A unos seis metros de la puerta principal de la iglesia del pueblo, había en el suelo una hilera horizontal de personas muertas, arropadas con sábanas blancas ensangrentadas. Estaban bocarriba y bocabajo. Pedro Carrillo quedó impactado y sintió por esos segundos un escalofrío que le sacudió todo el cuerpo, al mismo tiempo que su corazón se le aceleró más. Lo primero que pensó por esos momentos fue en su mujer y sus niños y por eso regresó a ellos y les dijo que, de inmediato, debían abandonar aquel pueblo. Y cuando se dirigían hacia su bote, para abordarlo, se escuchó el sonido de una lancha que provenía del norte de la Ciénaga, lo que cuasó un pánico general entre los habitantes, quienes por esos instantes se encontraban en aquel neurálgico lugar. Todo el mundo corrió enseguida a esconderse en el interior de la iglesia. Nancy cargó a sus dos pequeños y fue la primera en ingresar al santuario católico, mientras que su marido lo hizo de último. En los segundos en que corría hacia el sitio mencionado, él escuchó unas detonaciones y pensó que los ocupantes de la embarcación rápida habían empezado a disparar, pero no fue así. Las explosiones se debían a una falla en el motor de la nave acuática y en la que, además, venían unos soldados del ejército nacional. Un Capitán alto, de piel morena, cabellos oscuros y muy enérgico, fue quien bajó de primero de aquella patrulla militar. El oficial preguntó después a los pobladores de Nueva Venecia, qué era lo que había sucedido, pero ellos, con la conmoción por lo acontecido, no supieron ni qué responderle, sólo se miraron a las caras. Sin embargo, el militar continuó hablándoles y les aseguró que, a partir de esos instantes, se comprometía a encontrar a los culpables, pero eso jamás ocurrió.

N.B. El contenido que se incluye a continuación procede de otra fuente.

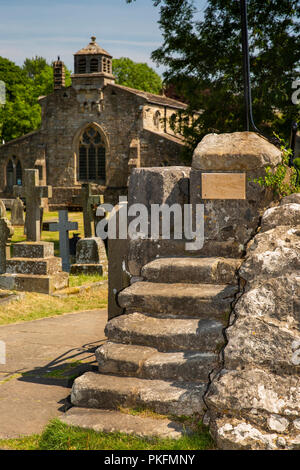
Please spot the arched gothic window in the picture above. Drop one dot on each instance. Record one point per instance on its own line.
(156, 120)
(13, 173)
(94, 65)
(82, 65)
(9, 175)
(19, 173)
(91, 156)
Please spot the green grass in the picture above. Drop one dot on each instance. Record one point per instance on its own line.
(59, 436)
(82, 279)
(35, 306)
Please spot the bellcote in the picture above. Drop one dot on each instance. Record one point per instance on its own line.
(92, 60)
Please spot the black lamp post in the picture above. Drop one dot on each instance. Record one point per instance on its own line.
(249, 121)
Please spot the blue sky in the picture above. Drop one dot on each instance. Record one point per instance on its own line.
(62, 27)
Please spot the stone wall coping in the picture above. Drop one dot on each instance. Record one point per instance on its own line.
(244, 151)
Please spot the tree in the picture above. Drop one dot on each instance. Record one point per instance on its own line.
(203, 59)
(21, 113)
(136, 75)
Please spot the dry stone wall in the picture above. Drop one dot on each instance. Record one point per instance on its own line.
(254, 402)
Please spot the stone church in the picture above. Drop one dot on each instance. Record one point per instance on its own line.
(93, 131)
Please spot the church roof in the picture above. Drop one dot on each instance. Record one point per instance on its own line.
(92, 48)
(151, 98)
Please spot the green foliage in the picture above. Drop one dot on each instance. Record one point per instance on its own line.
(136, 75)
(282, 180)
(59, 436)
(203, 59)
(22, 113)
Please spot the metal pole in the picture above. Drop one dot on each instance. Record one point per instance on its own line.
(246, 61)
(247, 79)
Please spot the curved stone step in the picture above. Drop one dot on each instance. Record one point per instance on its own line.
(186, 300)
(192, 270)
(148, 363)
(176, 335)
(95, 390)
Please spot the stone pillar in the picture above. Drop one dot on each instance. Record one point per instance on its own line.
(148, 186)
(223, 170)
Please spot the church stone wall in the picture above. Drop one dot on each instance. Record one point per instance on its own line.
(119, 116)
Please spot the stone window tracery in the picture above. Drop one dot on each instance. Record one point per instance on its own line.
(92, 154)
(82, 65)
(13, 173)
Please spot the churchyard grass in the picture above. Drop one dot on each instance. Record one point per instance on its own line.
(35, 306)
(58, 436)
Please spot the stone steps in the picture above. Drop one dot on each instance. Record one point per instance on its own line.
(159, 355)
(95, 390)
(185, 300)
(33, 265)
(177, 335)
(148, 363)
(192, 270)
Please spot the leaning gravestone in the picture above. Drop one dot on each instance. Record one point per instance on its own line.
(90, 257)
(6, 231)
(2, 208)
(33, 266)
(63, 227)
(33, 194)
(89, 204)
(17, 212)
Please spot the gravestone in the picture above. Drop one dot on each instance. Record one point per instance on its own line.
(90, 257)
(2, 208)
(34, 268)
(33, 194)
(89, 204)
(17, 212)
(63, 227)
(6, 231)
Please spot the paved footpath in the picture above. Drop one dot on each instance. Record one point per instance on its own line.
(42, 358)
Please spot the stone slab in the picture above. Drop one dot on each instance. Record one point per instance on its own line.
(192, 270)
(45, 266)
(34, 283)
(87, 269)
(165, 335)
(223, 185)
(38, 348)
(235, 151)
(184, 300)
(115, 421)
(148, 363)
(94, 390)
(33, 250)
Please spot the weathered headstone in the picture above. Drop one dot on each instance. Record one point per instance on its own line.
(89, 204)
(90, 257)
(17, 212)
(6, 231)
(34, 268)
(2, 208)
(33, 194)
(63, 227)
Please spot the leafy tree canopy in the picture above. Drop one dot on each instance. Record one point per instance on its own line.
(203, 58)
(136, 75)
(21, 113)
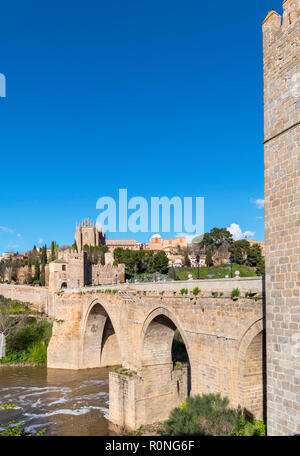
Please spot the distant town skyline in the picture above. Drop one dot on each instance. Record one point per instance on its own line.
(160, 98)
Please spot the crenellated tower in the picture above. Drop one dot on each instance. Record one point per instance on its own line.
(88, 234)
(281, 46)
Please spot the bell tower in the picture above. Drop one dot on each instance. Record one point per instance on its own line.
(88, 234)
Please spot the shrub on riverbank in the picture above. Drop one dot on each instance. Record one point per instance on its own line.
(28, 342)
(11, 429)
(209, 415)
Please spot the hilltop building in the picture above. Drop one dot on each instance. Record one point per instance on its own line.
(88, 234)
(72, 270)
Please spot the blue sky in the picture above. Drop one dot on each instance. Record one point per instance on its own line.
(163, 98)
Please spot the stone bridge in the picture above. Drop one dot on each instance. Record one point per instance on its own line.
(224, 340)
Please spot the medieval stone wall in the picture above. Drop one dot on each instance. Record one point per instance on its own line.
(282, 217)
(220, 335)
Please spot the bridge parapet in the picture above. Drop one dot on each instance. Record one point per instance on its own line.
(137, 331)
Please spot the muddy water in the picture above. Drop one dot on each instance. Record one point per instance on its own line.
(69, 403)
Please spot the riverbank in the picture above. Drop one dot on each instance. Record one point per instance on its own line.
(22, 365)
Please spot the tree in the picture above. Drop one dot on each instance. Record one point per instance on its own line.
(44, 255)
(260, 268)
(172, 273)
(239, 250)
(216, 238)
(254, 255)
(161, 262)
(2, 270)
(207, 415)
(217, 241)
(36, 270)
(208, 260)
(53, 251)
(187, 261)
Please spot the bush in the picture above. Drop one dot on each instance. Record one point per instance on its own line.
(37, 354)
(207, 415)
(251, 429)
(26, 336)
(235, 293)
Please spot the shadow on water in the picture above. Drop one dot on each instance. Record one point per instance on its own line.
(179, 354)
(68, 403)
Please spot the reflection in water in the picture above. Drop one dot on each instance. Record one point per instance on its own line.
(63, 402)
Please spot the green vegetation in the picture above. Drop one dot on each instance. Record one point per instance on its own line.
(196, 291)
(11, 429)
(235, 293)
(26, 338)
(96, 254)
(142, 261)
(209, 415)
(243, 253)
(215, 272)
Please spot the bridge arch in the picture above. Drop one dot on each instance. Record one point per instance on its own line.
(169, 320)
(165, 385)
(252, 370)
(100, 340)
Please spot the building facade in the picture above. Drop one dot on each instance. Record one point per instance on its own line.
(72, 270)
(281, 45)
(88, 234)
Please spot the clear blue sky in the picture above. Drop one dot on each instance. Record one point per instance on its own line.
(160, 97)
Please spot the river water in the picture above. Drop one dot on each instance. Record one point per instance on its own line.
(66, 403)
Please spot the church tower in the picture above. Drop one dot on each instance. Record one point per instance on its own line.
(88, 234)
(281, 45)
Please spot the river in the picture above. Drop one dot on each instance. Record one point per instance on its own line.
(66, 403)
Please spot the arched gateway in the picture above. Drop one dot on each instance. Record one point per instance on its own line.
(222, 340)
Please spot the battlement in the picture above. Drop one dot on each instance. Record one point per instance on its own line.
(274, 23)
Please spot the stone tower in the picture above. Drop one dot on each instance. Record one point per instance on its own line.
(88, 234)
(281, 43)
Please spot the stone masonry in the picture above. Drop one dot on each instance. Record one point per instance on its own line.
(224, 339)
(281, 43)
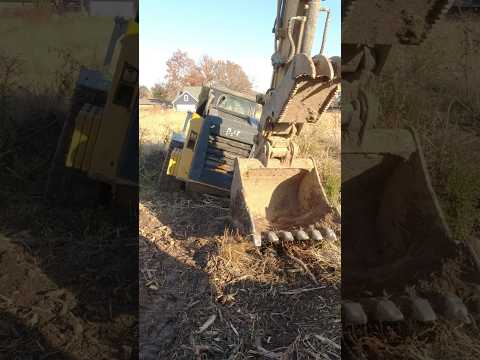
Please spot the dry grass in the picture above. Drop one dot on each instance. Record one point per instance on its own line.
(232, 301)
(157, 125)
(321, 141)
(65, 265)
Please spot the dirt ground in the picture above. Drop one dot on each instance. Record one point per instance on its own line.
(207, 293)
(68, 283)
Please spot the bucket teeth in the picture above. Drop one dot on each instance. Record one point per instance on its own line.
(353, 314)
(315, 235)
(416, 308)
(272, 237)
(301, 235)
(452, 308)
(286, 236)
(382, 310)
(330, 234)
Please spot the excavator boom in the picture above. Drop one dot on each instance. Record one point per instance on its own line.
(277, 195)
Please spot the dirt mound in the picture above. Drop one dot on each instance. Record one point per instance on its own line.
(204, 291)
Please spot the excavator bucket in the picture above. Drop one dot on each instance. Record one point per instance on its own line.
(270, 202)
(393, 227)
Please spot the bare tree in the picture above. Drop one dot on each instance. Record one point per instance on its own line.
(159, 91)
(144, 92)
(182, 71)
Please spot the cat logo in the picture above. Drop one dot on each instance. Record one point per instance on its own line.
(232, 132)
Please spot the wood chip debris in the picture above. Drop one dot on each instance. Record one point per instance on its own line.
(207, 324)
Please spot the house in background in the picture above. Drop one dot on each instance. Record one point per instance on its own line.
(187, 99)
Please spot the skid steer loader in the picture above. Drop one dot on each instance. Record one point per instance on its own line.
(276, 195)
(223, 127)
(394, 233)
(97, 151)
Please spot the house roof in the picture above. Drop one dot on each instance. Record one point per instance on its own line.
(194, 91)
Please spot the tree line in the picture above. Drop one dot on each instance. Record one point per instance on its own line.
(183, 71)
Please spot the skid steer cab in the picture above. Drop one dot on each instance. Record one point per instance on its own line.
(223, 128)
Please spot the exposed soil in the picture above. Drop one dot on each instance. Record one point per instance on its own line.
(68, 284)
(207, 293)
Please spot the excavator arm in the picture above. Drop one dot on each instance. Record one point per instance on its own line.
(302, 85)
(277, 196)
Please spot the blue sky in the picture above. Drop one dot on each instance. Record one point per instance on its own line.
(236, 30)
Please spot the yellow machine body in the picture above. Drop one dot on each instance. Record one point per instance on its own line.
(100, 133)
(183, 160)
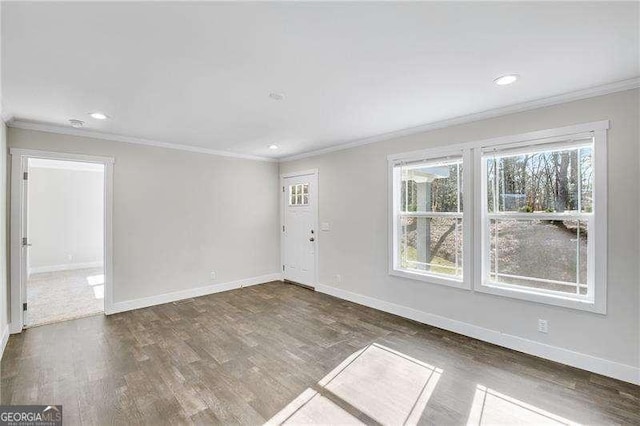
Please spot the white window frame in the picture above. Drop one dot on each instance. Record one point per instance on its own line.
(474, 215)
(596, 300)
(395, 182)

Aquella matanza fue el producto de una irracional justicia propia. La cometió un grupo paramilitar comandado por un hombre desalmado, calvo, sin bigote ni barba y un abdomen cervecero. Los mercenarios habían penetrado en la Ciénaga Grande por las horas de la madrugada y habían huido después, tras matar a cuantos pescadores hallaron durante su travesía de la muerte. Pedro Carrillo se había escapado de morir ese día, porque despertó tarde, a las 06:00 de la mañana, ya que un dolor de muela sin madre lo mantuvo con los ojos bien abiertos durante toda la noche anterior. Es decir, la muela le había salvado la vida.
Diez minutos más tarde, luego de que llegaron los miembros del ejército nacional, cuando se diezmaba la tensión de miedo en el pueblo, Pedro Carrillo se arrimó de nuevo a la fila de cadáveres que seguían arropados con las sábanas blancas ensangrentadas y descubrió entre ellos a sus amigos de infancia, adolescencia y de toda su vida. Además, advirtió que por debajo de los cuerpos inertes salían unos chorros lánguidos de sangre que desembocaban en la Ciénaga, por lo que dedujo en seguida que se trataba de la fuente original de la mancha roja, a la cual había seguido en su recorrido de regreso a su pueblo natal. Al atardecer, cuando ya se ocultaba el sol, toda la Ciénaga Grande se había cubierto por completo de esa mancha roja. Fue el día en que la Ciénaga se tiñó de rojo.